Despite USA Baseball’s seemingly contradictory strategy of fielding a Women’s National Team without developing an infrastructure for a female baseball program at the grassroots level of play, girls and young women still embrace the sport, work hard—often at great personal sacrifice—to develop their talents, and aspire to play the game at the highest levels of competition. Every two years, the most promising players in the country are invited to try out for a spot on the U.S. Women’s National Team, usually at their own expense, with the hope of playing in the Women’s World Cup Tournament. Some of the invitees have played baseball since childhood, while others converted to the sport after years of competitive fast-pitch softball experience. Some even managed to play both baseball and softball while growing up, but one experience common to many of these players is persistence in the face of active discouragement to play baseball. In A Game of Their Own, Jennifer Ring profiles the young women of the 2010 Women’s Team USA and chronicles the challenges these athletes have faced throughout their athletic careers. She details their personal experiences against the backdrop of the gendered politics of baseball.

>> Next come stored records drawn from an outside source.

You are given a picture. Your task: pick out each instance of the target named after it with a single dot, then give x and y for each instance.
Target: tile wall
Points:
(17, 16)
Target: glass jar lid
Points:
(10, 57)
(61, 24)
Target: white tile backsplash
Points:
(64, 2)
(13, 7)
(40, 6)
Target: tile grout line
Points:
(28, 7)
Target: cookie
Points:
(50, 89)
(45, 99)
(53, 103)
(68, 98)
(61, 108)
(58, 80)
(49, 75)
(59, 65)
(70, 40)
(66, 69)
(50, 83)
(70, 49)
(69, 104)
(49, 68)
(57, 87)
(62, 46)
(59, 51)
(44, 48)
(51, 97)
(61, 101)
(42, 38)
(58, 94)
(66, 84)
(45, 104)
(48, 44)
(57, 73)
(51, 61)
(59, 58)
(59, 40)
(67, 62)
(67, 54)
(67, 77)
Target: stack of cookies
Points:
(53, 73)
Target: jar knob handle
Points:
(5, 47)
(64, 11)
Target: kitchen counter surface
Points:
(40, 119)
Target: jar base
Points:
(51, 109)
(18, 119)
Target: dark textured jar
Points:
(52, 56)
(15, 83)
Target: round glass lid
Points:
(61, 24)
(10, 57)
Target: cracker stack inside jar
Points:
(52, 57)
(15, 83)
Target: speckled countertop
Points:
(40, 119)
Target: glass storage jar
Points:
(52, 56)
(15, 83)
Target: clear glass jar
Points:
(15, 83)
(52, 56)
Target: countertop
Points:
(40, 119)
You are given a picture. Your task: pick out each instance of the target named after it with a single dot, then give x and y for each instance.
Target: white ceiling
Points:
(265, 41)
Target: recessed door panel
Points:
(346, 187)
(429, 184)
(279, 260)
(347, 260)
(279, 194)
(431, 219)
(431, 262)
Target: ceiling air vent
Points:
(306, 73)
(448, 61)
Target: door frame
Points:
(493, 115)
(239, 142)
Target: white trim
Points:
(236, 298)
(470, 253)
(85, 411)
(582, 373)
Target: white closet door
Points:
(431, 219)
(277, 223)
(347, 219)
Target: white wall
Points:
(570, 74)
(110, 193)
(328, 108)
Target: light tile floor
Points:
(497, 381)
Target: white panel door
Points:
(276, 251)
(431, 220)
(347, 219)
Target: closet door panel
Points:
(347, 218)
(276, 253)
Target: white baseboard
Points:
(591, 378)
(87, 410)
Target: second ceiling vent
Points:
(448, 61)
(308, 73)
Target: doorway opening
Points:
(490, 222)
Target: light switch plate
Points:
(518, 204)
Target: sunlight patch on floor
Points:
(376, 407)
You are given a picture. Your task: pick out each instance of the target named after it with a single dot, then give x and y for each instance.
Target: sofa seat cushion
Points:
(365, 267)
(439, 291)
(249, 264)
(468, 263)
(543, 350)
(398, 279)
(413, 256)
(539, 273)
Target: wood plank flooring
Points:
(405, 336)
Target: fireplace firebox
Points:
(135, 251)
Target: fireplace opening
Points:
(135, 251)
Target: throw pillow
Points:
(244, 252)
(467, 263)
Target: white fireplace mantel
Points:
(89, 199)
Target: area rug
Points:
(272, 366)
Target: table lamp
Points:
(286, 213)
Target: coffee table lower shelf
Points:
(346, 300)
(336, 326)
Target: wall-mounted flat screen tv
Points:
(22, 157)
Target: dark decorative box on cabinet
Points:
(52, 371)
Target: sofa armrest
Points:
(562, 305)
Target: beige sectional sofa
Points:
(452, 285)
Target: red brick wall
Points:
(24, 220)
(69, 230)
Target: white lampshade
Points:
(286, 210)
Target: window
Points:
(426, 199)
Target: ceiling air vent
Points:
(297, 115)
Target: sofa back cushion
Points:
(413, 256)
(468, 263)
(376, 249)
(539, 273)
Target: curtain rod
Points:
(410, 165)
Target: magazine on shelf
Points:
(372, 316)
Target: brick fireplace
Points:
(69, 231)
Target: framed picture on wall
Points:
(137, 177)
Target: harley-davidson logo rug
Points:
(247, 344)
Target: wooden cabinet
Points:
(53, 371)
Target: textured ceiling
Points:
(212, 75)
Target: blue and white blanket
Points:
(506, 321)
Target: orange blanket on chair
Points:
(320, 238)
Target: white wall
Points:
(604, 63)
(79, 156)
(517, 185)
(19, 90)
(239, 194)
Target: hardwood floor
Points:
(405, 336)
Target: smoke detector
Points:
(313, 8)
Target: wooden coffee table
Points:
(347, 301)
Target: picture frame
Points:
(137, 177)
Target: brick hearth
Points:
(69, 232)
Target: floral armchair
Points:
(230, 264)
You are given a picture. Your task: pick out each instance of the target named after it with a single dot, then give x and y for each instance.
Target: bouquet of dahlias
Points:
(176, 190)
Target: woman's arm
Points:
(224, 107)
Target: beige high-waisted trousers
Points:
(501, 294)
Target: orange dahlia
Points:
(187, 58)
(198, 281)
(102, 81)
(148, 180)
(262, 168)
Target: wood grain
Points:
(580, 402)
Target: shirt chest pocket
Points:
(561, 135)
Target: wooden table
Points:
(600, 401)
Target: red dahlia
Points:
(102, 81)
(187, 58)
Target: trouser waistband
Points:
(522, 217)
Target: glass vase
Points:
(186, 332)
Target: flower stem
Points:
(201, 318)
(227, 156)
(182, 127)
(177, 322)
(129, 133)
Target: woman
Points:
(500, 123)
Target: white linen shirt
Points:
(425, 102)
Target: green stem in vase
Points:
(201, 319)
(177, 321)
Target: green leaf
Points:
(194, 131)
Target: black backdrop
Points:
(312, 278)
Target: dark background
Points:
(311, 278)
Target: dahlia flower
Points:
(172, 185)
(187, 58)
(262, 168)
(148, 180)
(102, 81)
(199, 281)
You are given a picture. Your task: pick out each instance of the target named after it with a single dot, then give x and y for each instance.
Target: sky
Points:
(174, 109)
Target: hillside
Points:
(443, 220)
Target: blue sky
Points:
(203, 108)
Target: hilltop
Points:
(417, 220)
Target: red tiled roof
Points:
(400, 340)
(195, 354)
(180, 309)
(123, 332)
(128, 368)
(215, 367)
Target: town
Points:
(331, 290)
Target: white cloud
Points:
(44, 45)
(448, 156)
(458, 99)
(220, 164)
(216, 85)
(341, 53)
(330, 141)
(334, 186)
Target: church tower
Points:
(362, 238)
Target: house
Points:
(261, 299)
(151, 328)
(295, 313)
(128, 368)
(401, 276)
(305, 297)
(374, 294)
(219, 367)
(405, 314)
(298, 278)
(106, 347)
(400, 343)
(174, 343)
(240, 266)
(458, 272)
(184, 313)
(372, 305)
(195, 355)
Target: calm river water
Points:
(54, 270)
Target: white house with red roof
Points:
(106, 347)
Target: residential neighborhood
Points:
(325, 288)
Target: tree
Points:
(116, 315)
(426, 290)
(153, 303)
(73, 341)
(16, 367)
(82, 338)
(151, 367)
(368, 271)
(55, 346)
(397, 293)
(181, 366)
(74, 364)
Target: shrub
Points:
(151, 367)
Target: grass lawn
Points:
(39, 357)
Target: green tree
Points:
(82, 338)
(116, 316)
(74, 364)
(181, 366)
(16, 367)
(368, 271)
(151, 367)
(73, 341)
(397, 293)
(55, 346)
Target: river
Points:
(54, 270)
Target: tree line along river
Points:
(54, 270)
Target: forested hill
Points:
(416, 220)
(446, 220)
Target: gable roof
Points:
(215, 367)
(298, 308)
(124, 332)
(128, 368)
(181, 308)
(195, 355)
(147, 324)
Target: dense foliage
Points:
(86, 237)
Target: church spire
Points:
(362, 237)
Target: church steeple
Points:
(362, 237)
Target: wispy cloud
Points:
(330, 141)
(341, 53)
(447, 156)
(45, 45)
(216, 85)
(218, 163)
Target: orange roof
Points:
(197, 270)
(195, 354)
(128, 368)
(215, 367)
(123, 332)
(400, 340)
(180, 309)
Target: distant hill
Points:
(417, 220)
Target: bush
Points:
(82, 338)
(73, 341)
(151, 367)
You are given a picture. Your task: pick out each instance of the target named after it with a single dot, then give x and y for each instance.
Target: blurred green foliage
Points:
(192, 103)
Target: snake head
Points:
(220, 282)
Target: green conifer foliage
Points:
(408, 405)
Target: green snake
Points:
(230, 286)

Ring, a professor of political science at the University of Nevada, Reno, was inspired to write about women’s baseball by her daughter, a Team USA member in 2006, 2008, and 2010. She introduces her second book on this topic (following 2009’s Stolen Bases: Why American Girls Don’t Play Baseball) with a brief discussion of baseball’s gendered cultural history and the corresponding invention of softball. Ring identifies baseball’s cultural associations with masculinity, nationalism, and capitalism as barriers to women’s entry into the sport. As softball grew to be viewed as the feminized equivalent of baseball, girls and women were increasingly segregated into that sport. As Ring argues, “The creation of organized softball for girls preempted any impetus to organize baseball and helped to cement the post–Title IX segregated masculinity of baseball” (xxxiii). This gender barrier, well established by the early twentieth century, continues to influence the competitive sport [End Page 369] choice of girls in the twenty-first century—an influence apparent in Ring’s ethnographic biographies of Team USA members.

In Chapter 1, Ring chronicles her daughter’s experiences in high school, college, and international competition. The next two chapters are devoted to tryouts for the 2010 Women’s National Team in Cary, North Carolina, and the team’s experience at the 2010 World Cup in Caracas, Venezuela. The next eleven chapters present profiles of the members of Team USA 2010. Ring organizes the chapters into three sections: The Veterans, Softball and Baseball Players, and Baseball Girls. Her biographical sketches, based on in-depth interviews and player statistics, provide readers with a rich sense of each player’s personality, family background, and athletic accomplishments. The final three chapters of the book present more of a scattershot discussion of the players’ collective experiences, the undersupported attempts of women’s baseball advocates at grassroots program development, and the governance of USA Baseball.

A Game of Their Own is an engaging and well-written chronicle of women’s baseball in the United States. Ring places the women of Team USA at the center of the book and allows them to speak in their own voices about their poignant experiences with America’s national pastime.